The most active cybersecurity investors in Israel fall into three layers, and the first one matters most. The cyber-only seed specialists come at the front: Cyberstarts, YL Ventures, Glilot Capital Partners, Team8 and Merlin Ventures, funds built to write the first cheque into a security company and, in the sharpest cases, to help assemble the company before there is one. Behind them sit the generalist Israeli funds with heavy cyber books: TLV Partners, Pitango, Vertex Ventures Israel, Aleph and Entrée Capital. And a row of American funds runs standing Israel practices: Insight Partners, Index Ventures, Bessemer and Lightspeed with offices on the ground, Greylock with a dedicated Israel partner, and Sequoia leading the biggest rounds without a confirmed local office. That is the shortlist. The rest of this piece is who writes what, with fund sizes and dated deals. It is the Israel cut of the most active cybersecurity VCs globally.

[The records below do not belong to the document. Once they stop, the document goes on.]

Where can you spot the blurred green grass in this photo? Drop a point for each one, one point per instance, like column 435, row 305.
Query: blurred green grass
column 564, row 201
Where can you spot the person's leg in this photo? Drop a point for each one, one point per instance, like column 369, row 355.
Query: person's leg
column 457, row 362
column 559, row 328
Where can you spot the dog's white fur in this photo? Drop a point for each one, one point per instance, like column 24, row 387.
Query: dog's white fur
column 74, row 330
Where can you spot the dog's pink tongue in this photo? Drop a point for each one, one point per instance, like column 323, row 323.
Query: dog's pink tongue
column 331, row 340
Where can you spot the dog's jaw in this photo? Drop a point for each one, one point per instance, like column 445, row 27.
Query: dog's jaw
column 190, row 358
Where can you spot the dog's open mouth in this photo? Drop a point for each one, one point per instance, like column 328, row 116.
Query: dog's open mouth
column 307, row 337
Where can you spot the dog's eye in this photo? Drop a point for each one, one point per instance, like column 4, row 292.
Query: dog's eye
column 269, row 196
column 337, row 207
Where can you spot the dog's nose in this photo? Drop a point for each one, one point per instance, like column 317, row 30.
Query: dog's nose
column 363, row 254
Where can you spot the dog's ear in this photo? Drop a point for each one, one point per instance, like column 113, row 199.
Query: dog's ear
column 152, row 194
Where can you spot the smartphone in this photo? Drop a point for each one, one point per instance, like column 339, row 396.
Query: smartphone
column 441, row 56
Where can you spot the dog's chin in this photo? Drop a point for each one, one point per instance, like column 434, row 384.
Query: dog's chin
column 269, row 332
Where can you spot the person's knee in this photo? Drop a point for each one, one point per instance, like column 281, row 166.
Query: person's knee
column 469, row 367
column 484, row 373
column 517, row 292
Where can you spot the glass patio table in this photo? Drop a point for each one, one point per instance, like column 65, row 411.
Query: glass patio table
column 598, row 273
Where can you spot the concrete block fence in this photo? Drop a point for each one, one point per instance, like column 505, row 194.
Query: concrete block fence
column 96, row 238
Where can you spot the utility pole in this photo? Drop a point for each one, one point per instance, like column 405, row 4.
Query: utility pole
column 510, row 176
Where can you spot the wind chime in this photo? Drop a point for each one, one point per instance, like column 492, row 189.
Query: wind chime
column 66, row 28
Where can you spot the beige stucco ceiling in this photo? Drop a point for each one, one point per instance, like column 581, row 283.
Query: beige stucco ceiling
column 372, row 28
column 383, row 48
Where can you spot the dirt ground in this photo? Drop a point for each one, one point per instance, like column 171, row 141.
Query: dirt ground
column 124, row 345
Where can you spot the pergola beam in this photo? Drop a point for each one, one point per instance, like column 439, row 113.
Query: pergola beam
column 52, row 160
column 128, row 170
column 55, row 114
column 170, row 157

Here is the fact that reframes the market. In 2025, for the first time, global VCs rather than Israeli VCs became the leading source of seed capital for Israeli cyber startups, per Startup Nation Central and YL Ventures' State of the Cyber Nation report: US funds led 44 seed rounds, Israeli funds led 35, and 13 were co-led. The country that invented the modern cyber-VC playbook is now being seed-funded from outside it. Set that against the scale it produces. A nation of roughly 9.8 million people was the target in two of 2025's three largest tech acquisitions on the planet, Wiz at $32 billion and CyberArk at around $25 billion. I read this from an operator's seat, because I run growth for MSPs and cyber firms and watch where money actually moves rather than where the press release says it does.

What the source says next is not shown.